Let's imagine what could be happening to get convergence in probability but not convergence a.s. Let $\Omega=[0,1)$ endowed with the usual Lebesgue measure $\mathbb{P}$. Let $F_1^1:\Omega\to \{0,1\}$ be $1$ on the whole interval $[0,1)$. Let $F^2_1,F^2_2:\Omega\to\{0,1\}$ be such that $F^2_1$ is $1$ on the first half of $[0,1)$ and $0$ on the second half. Let $F^2_2$ be $1$ on the second half of $[0,1)$ and $0$ on the first. More generally, let $F^n_1,\ldots,F^n_n:[0,1)\to\{0,1\}$ be such that $F^n_k$ is $1$ on $[(k-1)/n,k/n)$ and zero on the rest of $[0,1)$.

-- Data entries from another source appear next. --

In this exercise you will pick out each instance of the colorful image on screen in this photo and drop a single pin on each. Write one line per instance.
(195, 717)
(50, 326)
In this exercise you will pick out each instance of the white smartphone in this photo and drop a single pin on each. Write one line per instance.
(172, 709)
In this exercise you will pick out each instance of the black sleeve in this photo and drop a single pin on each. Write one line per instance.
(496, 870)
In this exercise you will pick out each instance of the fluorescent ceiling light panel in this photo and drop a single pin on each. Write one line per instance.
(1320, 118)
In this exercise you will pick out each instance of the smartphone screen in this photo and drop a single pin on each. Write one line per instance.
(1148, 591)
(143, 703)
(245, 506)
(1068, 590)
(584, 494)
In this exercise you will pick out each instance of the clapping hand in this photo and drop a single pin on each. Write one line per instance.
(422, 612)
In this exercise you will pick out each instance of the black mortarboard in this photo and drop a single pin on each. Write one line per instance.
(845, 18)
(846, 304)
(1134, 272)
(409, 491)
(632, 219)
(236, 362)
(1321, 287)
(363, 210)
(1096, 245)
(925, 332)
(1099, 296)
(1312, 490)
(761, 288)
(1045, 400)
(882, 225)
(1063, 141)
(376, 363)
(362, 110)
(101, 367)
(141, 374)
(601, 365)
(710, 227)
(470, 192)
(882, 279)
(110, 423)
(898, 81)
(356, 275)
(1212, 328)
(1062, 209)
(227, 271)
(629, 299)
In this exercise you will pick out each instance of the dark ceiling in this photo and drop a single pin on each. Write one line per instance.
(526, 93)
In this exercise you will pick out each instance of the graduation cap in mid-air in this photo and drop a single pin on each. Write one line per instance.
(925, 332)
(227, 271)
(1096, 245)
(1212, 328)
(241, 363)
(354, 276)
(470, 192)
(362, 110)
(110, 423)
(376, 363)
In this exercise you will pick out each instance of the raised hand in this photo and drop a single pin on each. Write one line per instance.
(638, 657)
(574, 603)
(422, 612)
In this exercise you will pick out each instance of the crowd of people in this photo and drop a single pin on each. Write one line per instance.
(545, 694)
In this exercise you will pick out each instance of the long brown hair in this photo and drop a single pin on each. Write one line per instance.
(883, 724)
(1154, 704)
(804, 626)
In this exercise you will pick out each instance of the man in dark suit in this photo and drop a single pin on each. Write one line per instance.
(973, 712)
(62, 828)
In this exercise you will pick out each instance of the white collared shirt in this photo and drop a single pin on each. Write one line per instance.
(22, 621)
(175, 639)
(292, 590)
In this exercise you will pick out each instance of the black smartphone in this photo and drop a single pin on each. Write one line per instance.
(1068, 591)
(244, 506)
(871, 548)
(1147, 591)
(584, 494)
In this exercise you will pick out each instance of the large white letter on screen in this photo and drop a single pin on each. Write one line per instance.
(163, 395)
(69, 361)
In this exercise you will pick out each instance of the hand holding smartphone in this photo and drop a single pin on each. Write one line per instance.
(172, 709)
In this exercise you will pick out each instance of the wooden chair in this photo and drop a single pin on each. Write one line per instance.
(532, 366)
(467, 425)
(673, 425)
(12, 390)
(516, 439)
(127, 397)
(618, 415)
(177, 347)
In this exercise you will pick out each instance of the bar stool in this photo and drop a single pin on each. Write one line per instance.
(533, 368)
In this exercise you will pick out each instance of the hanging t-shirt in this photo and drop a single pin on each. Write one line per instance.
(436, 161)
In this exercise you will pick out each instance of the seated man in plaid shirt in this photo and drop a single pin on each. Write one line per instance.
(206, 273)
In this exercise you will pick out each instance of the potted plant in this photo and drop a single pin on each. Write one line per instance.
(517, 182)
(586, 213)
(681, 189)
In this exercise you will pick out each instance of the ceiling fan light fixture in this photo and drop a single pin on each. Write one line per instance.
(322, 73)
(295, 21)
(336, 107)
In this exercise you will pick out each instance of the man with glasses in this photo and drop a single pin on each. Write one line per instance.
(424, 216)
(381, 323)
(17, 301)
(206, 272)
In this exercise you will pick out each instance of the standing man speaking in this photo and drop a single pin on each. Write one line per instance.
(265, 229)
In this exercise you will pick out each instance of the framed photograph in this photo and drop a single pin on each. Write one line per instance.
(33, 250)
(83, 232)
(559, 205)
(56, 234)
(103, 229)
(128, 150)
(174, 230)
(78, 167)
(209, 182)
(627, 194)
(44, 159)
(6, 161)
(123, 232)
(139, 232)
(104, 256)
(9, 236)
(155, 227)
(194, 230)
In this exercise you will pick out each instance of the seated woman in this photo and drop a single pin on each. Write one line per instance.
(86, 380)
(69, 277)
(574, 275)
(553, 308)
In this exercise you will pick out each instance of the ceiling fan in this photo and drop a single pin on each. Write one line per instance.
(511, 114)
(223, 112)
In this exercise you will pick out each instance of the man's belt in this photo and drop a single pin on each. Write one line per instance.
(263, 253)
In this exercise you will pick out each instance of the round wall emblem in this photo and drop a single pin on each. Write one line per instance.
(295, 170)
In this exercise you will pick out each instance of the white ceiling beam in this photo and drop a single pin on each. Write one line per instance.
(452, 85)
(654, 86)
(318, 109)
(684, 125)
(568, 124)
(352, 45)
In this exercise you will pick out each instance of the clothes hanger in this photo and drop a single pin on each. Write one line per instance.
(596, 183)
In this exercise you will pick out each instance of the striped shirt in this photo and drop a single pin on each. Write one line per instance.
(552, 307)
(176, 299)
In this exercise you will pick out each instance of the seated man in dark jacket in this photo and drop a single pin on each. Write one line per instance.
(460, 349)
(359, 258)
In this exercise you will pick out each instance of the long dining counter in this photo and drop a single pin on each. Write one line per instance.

Note that for $0<\epsilon<1$, $$\mathbb{P}(|F^n_k-0|>\epsilon)=1/n,$$ because the set where $|F^n_k-0|>\epsilon$ is $[(k-1)/n,k/n)$. So if $X_1,X_2,\ldots$ is an enumeration of $F^1_1,F^2_1,F^2_2,F^3_1,F^3_2,F^3_3,\ldots$, $X_m$ converges to $0$ in probability. But for any particular point $\omega\in[0,1)$, $X_m(\omega)$ does not converge to $0$. This is because $X_m(\omega)$ will be $1$ for one of the functions $F^1_1$, one of the functions $F^2_1,F^2_2$, one of the functions $F^3_1,F^3_2,F^3_3$, etc. So these "bad sets" $A_m=\{\omega\in\Omega:|X_m-0|>\epsilon\}$ have probabilities going to zero, but they bounce around enough so that each point occurs in infinitely many of the $A_m$ (but it will take longer and longer between $m$ in which a particular $\omega$ appears). More specifically, the $A_m$ seequence is $A_1=[0,1)$, $A_2=[0,1/2)$, $A_3=[1/2,1)$, $A_4=[0,1/3)$, $A_5=[1/3,2/3)$, $A_6=[2/3,1)$, etc. So $\mathbb{P}(\{\omega\in\Omega:\lim_n X_n(\omega)=0\})=0$, not $1$.
If there were a sequence of iid random variables $Y_n$ such that $X_n=(Y_1+\ldots+Y_n)/n$, then this sequence would satisfy the weak law of large numbers but not the strong law, because $X_n$ converges to zero in probability but not a.s. However, there is no such sequence of $Y_i$ (indeed, one way to prove that there can be no such $Y_i$ is exactly because if it did exist, then the sample means $X_n$ would converge a.s. by SLLN).